Scripts for running the same model across multiple seeds:

```bash
# Run seeds 1-10 with claude-sonnet on medium difficulty
for seed in $(seq 1 10); do
    uv run yc-bench run --model anthropic/claude-sonnet-4-20250514 --seed $seed --config medium
done
```

### Multi-Model Comparison

Scripts for comparing models on the same seeds:

```bash
for model in "anthropic/claude-sonnet-4-20250514" "openai/gpt-4o" "google/gemini-pro"; do
    uv run yc-bench run --model $model --seed 42 --config medium
done
```

**Design choice**: Simple shell scripts rather than a complex orchestration framework. This keeps the benchmark tooling minimal and transparent.

## Results & Output

### Rollout JSON

Each run produces a rollout file:

```
results/
├── claude-sonnet_seed1_medium.json
├── claude-sonnet_seed2_medium.json
├── gpt-4o_seed1_medium.json
└── ...
```

### Rollout Contents

```json
{
    "metadata": {
        "model": "anthropic/claude-sonnet-4-20250514",
        "seed": 1,
        "config": "medium",
        "start_time": "2025-03-15T10:00:00",
        "end_time": "2025-03-15T10:45:00"
    },
    "outcome": "horizon_end",
    "final_state": {
        "funds_cents": 25000000,
        "prestige": {"research": 7.2, "inference": 5.1, ...},
        "tasks_completed": 24,
        "tasks_failed": 3,
        "tasks_cancelled": 1,
        "turns_used": 187
    },
    "transcript": [
        {"turn": 1, "action": "company status", "result": {...}},
        ...
    ]
}
```

### Plots (`plots/`)

Visualization scripts for comparing model performance:
- Funds over time
- Prestige progression per domain
- Task completion rates
- Comparison charts across models/seeds

**Design choice**: Separate plotting from the benchmark runner. Results are stored as data (JSON); visualization is a post-processing step.

## Error Recovery

### Crash Recovery

If a run crashes (LLM timeout, OOM, etc.):
- The SQLite database persists with the last consistent state
- Rollout JSON may be partial but includes transcript up to the crash
- Re-running with the same seed starts fresh (no resume from crash)

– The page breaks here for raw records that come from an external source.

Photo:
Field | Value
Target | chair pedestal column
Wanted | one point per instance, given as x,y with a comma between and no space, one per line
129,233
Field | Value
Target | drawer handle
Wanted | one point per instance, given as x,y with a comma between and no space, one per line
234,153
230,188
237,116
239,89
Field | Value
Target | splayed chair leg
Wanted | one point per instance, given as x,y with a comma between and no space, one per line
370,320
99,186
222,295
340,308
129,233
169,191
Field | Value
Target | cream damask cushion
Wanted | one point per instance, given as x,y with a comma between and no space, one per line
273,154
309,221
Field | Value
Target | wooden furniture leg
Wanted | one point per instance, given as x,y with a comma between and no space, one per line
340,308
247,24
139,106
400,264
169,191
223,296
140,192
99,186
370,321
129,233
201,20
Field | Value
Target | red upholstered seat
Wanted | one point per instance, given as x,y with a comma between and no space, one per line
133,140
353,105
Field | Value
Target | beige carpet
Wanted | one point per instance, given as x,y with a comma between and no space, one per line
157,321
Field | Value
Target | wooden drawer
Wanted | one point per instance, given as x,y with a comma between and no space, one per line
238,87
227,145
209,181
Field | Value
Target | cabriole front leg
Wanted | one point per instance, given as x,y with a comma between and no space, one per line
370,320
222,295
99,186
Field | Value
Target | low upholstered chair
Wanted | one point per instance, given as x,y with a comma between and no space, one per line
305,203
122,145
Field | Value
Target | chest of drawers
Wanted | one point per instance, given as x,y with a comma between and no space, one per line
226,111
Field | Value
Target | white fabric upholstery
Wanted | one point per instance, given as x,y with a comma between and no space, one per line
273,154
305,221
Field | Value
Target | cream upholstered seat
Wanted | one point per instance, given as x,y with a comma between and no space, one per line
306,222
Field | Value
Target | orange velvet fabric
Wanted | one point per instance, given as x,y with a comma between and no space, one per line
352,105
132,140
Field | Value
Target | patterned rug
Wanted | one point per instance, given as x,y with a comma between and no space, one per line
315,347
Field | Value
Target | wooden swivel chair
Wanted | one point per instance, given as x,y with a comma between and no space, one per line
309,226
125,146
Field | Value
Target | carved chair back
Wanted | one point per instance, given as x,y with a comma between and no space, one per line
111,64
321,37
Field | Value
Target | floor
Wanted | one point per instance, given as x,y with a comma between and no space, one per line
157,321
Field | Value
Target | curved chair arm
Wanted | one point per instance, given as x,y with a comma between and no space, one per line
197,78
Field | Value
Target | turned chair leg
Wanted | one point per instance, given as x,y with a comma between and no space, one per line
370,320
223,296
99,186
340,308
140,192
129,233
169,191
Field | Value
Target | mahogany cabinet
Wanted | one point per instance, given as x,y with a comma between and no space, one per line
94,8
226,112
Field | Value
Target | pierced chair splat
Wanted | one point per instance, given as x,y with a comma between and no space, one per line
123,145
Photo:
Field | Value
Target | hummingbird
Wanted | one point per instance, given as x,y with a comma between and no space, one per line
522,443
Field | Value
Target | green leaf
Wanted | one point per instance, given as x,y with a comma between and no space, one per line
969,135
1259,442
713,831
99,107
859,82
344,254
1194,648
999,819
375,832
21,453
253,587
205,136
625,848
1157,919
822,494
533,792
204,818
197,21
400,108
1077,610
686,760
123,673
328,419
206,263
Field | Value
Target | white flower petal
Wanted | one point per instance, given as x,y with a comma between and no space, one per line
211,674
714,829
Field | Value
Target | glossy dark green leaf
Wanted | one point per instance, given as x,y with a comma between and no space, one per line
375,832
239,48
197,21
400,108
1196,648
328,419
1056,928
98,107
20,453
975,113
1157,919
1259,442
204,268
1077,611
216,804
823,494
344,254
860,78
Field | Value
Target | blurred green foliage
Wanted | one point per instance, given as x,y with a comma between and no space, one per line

**Design choice**: No crash recovery by design. Benchmark runs should be atomic -- either complete or re-run. This prevents partial results from contaminating comparisons.

### Graceful Shutdown

On SIGINT (Ctrl+C):
- Current turn completes
- Partial rollout is saved
- Database is committed
- Dashboard is cleaned up

**Design choice**: Graceful shutdown preserves whatever data exists, useful for debugging long runs that need to be interrupted.